Friday, March 4, 2011

Making lime from cockleshells

The soils of Galloway are generally poor and so in the past they were improved by the application of lime. The Rev C.H. Dick, in a book published in 1916, quoted a description of making lime from cockle shells at Baldoon, near Wigtown. He says he is quoting a description of “Symson,” a clergyman, who watched the process “more than 200 years ago.” He comments: “The information might be useful if one were cast away on a desert island.

Symson wrote: “On the banks of this Park, that lyes opposit to the sea, if there be in the winter time any high tides and storms from the South East, the sea casts innumerable and incredible quantities of Cockleshells, which the whole shire makes use of for lime, and it is the onely lime which this countrey affords. The way of making it is thus: Upon an even Area (the circumference they make less or more, according to the quantity of shells they intend to burne,) they set erected peits [peats?], upon which they put a layer of shells a foot thick or more, and then upon them again lay peits, and so, stratum super stratum, till they bring it to a head like a pyramis; but as they put on these layers just in the center, they make a tunnell of peits, like a chimney, hollow in the middest reaching from the bottom to the top (just almost as Evelyn describes in the making of charcoal;) this done, they take a pan full of burning peits, and put them down into this tunnel, or chimney, and so close up all with shells. This fire kindles the whole kilne, and in twentie-four hours space, or thereby, will so burn the shells that they will run together in a hard masse; after this they let it cool a little, and then with an iron spade they bring it down by degrees, and sprinkling water thereon, with a beater they beat it, (or berry it, for that's their terme; this word they also use for threshing, and so call the thresher of their corne the berrier) and then put it so beaten into little heaps, which they press together with the broad side od their spade, after which, in a short time, it will dissolve (they call it melting) into a small white powder, and it is excellent lime.

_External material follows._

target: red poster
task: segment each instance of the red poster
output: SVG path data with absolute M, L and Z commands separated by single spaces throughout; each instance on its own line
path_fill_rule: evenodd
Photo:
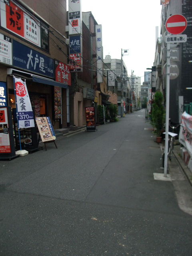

“I have heard good masons say that, as it is whiter, so also it binds stones together surer and better than stone lime itself.”

This last point makes one think of Saint Ninian, who brought Christianity to the British Isles in the fifth century and who built a church at Whithorn, Galloway. This church was built of stone, at a time when all buildings were made of wood. It shone famously and could be seen for miles, particularly from the sea. Could this brilliant white have been the result of using the cockle shell lime described above?

p 204-205. Highways and Byways in Galloway and Carrick, by the Rev. C.H. Dick. Macmillan and Co Ltd. London. 1916. Illustrations by Hugh Thomson. 1916.